By Heather Stoeckley
In March of 2008, I was fortunate enough to accompany our second group trip to Libya, a country that is home to many awe-inspiring archaeological sites: Leptis Magna, Cyrene, Sabratha and Ptolemais. All stand as testimony to the past glory and architectural beauty of the Greek and Roman empires. Few experiences in life can rival the feeling of standing humbly beneath the Septimus Severus Arch at Leptis Magna; with eyes agog, one cannot help but to marvel at the pure grandeur and intricacy of its design. Then there is the magnificent Temple of Zeus at Cyrene and the elegant amphitheater at Sabratha, both of which sit picturesquely along the coastline with the azure waters of the Mediterranean as their backdrops. After visiting all of these sites throughout the course of our trip, it became ever so clear to me why Libya, so mysterious and unknown a country to many westerners, is such a coveted travel destination the world over.
But Libya is much more than a nucleus of pristine Greco-Roman archaeological sites, glorious though they are. Libya is also the bustling metropolis of Tripoli, where the winding
streets of the old medina are sharply contrasted by the burgeoning of modern buildings. And in the west lies Ghadames, the land of the Berbers, where a stroll through the old town is a step back into time. From here, we traveled by 4X4 jeeps to Grand Erg Oriental on the western border with Algeria and Tunisia, where the great sand sea of the Sahara stretches far and wide. The jeeps dropped us off at a Tuareg tent where we watched as a Berber man demonstrated traditional bread-making methods using underground ovens. After a delectable sampling of this treat and a quick respite under the pillow-strewn tent (tea included!), we set forth up the sand dunes for a panoramic view of the impending sunset.
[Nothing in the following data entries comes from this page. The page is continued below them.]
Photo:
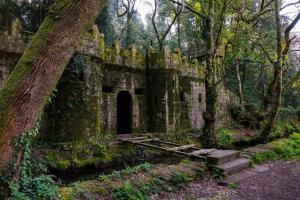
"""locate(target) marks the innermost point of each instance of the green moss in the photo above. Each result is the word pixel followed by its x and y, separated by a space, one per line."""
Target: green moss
pixel 65 193
pixel 78 163
pixel 63 164
pixel 281 149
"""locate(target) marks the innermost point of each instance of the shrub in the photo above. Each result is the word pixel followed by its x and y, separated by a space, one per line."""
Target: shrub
pixel 225 138
pixel 128 192
pixel 180 179
pixel 282 149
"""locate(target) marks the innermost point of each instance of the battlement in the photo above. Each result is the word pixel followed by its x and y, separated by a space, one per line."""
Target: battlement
pixel 13 39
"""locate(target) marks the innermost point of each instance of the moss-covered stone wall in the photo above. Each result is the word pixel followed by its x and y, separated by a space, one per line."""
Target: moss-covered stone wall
pixel 117 78
pixel 167 92
pixel 74 114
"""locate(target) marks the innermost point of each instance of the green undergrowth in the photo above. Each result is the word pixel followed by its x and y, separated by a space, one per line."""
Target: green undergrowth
pixel 135 183
pixel 225 138
pixel 132 191
pixel 288 149
pixel 127 171
pixel 28 178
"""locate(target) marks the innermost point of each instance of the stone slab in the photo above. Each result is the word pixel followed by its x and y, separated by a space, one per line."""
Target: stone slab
pixel 238 177
pixel 260 168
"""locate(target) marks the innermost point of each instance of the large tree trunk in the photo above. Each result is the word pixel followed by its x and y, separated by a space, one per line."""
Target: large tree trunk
pixel 24 95
pixel 238 78
pixel 272 111
pixel 272 101
pixel 209 130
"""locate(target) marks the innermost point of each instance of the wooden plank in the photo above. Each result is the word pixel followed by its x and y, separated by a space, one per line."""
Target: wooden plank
pixel 202 151
pixel 146 140
pixel 181 147
pixel 174 150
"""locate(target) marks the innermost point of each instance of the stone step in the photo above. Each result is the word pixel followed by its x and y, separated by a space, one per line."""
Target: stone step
pixel 234 166
pixel 244 174
pixel 219 157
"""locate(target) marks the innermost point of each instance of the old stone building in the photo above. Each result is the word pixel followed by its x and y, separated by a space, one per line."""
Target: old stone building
pixel 110 91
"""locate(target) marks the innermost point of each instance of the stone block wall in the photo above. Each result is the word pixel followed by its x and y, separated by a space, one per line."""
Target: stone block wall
pixel 167 91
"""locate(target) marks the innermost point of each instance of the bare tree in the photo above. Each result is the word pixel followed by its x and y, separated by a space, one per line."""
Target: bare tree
pixel 161 35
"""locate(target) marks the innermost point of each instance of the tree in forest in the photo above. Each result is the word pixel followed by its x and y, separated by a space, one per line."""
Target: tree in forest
pixel 30 13
pixel 127 9
pixel 273 98
pixel 35 76
pixel 161 22
pixel 105 23
pixel 212 31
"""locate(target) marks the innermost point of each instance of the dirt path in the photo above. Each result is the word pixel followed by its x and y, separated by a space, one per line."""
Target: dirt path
pixel 281 182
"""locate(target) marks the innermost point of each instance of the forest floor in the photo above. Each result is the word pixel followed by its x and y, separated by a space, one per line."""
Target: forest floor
pixel 280 182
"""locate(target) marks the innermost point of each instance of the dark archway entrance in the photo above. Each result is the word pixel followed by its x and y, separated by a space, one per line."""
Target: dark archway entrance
pixel 124 113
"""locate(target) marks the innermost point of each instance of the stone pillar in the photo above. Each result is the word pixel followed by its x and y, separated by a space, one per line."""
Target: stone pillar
pixel 163 94
pixel 74 115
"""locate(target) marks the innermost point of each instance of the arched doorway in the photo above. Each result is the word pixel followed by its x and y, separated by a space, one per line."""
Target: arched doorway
pixel 124 113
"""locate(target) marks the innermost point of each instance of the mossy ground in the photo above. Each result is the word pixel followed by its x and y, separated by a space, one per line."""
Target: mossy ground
pixel 140 184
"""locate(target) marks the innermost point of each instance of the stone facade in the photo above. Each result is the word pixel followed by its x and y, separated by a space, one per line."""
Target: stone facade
pixel 110 91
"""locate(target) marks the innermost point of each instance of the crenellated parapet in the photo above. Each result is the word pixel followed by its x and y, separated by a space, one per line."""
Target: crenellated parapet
pixel 13 39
As a human caravan traveling along the crest of the dunes, we steadily marched towards our final destination and eventually perched ourselves atop the tallest and farthest mountain of windblown sand. As we watched the sun’s slow
but determined descent towards the horizon, a small group of Tuareg men – who punctuated the nude background with their native bright blue dress – drummed rhythmically on their traditional instruments. And when the sun finally set, anticlimactic though it always is, the clouds turned pink and there was nothing but sublime silence.
I will always remember Libya with fondness, not only for its glorious architectural monuments, but more so for the sheer bliss I experienced while watching the sun retreat into the vast Sahara landscape.